I’m still learning where Timescale stores things, so I found where the non-experimental functions are stored:
image

interpolated_duration_in(
  agg StateAgg,
  state {TEXT | BIGINT},
  start TIMESTAMPTZ,
  interval INTERVAL
  [, prev StateAgg]
) RETURNS DOUBLE PRECISION

Looks like the documentation only references the first and last form.

The middle two functions are arrow accessors, which are syntax sugar for the other two forms - you aren’t using arrow accessors in your query so those forms aren’t relevant to you.
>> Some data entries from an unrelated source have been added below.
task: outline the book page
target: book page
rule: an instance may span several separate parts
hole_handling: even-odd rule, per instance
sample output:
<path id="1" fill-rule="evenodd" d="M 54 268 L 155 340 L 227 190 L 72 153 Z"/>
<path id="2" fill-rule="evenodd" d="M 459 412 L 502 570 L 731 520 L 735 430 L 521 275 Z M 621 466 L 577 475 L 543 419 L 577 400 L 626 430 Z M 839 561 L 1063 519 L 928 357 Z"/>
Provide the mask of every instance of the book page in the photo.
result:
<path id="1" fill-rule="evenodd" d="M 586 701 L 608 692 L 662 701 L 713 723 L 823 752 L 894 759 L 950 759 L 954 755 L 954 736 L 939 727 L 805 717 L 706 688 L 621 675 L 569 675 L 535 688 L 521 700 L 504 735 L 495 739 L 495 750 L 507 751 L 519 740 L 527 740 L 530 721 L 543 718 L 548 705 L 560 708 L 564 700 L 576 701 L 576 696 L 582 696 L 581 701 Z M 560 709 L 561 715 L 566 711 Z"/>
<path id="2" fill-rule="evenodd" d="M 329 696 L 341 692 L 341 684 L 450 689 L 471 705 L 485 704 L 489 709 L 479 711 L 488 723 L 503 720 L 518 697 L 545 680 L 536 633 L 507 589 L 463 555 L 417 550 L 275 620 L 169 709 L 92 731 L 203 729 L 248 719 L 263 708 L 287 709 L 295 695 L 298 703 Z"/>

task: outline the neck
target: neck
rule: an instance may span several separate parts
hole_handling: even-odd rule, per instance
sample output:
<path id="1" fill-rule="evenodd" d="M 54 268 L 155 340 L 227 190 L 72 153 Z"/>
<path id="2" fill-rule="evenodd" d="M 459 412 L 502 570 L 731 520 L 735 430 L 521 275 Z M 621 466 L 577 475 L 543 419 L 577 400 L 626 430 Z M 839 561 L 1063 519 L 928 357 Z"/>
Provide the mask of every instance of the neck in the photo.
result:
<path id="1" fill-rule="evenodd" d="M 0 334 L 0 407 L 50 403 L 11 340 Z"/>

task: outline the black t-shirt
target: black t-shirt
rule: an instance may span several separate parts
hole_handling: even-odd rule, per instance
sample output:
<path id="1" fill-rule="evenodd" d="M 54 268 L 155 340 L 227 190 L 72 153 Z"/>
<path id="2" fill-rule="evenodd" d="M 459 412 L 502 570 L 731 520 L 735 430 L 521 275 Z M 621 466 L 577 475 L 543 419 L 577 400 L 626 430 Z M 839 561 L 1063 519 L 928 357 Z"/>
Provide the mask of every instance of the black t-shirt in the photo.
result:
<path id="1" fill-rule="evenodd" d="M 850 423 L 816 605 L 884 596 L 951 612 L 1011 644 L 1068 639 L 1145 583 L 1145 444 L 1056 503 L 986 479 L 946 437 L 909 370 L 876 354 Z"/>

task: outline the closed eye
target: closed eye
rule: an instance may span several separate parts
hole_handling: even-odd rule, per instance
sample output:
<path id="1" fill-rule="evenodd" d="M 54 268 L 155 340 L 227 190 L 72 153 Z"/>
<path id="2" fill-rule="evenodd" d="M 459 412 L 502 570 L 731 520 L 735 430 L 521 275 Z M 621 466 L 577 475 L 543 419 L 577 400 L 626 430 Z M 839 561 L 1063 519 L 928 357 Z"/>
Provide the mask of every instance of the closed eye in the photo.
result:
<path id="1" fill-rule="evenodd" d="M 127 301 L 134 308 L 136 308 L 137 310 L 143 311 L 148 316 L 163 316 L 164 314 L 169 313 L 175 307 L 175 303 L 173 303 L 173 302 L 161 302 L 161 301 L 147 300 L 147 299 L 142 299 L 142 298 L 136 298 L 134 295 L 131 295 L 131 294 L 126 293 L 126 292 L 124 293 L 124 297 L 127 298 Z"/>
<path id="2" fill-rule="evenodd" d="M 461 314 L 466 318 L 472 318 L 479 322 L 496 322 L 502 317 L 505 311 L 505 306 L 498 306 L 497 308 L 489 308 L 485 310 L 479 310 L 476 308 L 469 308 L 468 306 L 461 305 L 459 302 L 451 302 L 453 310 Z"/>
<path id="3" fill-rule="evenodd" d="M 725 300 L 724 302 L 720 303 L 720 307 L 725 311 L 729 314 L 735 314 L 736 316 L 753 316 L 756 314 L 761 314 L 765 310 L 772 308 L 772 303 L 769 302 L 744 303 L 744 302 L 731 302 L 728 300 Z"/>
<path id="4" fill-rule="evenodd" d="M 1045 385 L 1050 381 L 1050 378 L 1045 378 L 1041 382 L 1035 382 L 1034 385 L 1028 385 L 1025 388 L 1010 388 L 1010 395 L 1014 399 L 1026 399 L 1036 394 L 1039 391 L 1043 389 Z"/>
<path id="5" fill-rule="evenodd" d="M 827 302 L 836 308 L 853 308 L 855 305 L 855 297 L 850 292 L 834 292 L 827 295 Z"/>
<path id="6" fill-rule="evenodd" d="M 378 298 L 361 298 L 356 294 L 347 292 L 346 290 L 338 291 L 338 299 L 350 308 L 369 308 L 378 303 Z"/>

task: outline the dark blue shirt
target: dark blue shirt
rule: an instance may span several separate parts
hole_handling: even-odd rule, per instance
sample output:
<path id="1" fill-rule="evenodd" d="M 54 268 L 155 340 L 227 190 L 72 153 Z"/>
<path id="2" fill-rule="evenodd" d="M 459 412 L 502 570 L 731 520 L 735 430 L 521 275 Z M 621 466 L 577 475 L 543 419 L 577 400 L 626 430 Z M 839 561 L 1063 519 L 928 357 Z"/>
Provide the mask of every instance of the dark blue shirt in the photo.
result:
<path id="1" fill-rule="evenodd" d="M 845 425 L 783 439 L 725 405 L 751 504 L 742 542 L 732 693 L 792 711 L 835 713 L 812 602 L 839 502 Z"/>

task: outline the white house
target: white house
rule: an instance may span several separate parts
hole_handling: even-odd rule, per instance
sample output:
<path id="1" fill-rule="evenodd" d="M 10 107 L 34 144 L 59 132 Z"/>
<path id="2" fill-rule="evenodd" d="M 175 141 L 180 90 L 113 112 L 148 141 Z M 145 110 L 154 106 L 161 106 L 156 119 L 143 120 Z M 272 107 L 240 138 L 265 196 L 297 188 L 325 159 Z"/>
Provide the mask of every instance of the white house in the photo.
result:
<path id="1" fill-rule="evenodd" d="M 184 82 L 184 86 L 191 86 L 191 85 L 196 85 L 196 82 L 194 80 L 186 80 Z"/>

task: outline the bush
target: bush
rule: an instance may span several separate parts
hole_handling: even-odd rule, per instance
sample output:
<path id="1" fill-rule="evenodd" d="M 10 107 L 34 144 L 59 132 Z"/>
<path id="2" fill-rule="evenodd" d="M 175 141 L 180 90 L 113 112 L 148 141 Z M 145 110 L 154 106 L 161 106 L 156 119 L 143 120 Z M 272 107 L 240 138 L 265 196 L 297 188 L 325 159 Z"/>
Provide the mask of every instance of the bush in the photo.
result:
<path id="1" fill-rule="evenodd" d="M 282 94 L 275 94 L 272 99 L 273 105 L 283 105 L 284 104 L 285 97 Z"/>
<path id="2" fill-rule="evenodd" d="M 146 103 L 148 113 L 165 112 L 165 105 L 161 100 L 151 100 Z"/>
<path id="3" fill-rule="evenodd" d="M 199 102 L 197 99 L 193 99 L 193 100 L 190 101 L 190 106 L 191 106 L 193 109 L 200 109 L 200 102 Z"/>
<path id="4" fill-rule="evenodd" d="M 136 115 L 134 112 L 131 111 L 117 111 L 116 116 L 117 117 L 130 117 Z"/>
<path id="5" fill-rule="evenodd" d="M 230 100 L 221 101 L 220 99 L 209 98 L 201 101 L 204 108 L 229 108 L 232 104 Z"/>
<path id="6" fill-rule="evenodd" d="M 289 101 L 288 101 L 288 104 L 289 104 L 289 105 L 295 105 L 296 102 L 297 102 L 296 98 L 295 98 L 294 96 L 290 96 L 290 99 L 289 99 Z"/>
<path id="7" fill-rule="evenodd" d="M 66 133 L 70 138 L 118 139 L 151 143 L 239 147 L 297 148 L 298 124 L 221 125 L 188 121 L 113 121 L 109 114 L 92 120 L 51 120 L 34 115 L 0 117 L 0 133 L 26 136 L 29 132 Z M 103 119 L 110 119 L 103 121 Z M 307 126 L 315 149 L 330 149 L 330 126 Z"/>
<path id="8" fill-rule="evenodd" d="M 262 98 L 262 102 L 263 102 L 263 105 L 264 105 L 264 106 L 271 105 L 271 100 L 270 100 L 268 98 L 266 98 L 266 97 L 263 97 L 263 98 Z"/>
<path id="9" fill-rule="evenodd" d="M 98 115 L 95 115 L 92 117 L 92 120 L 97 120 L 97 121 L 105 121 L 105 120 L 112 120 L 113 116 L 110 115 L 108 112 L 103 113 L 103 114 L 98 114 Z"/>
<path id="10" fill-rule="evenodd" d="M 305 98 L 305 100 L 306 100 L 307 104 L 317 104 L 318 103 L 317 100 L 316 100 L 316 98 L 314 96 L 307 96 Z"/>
There are two things I’m trying to figure out:

  1. Why the durations for previous shifts don’t add up to 12 hours (or very close to it).
  2. Why the utilization calculation is not correct (may be related to #1?)

For the first, here’s the best visual I can come up with:

Shift Shift Hour Raw State Time Bucket State
A 1 Running Running
A 2
A 3 Stopped Stopped
A 4 Running Running
A 5
A 6
A 7
A 8 Stopped Stopped
A 9 Running Running
A 10
A 11
A 12 Stopped Stopped
B 13 Stopped
B 14 Running Running
B 15
B 16 Stopped Stopped
B 17 Running Running
B 18
B 19
B 20
B 21 Stopped Stopped
B 22 Running Running
B 23
B 24

So basically, am I missing state changes that cross the bucket interval? Or when the bucket is created does it intelligently do a LOCF into the new bucket?

Or when the bucket is created does it intelligently do a LOCF into the new bucket?

I’m not sure if it’s designed to act like this by default. I think we’ll need to design a specific feature for it.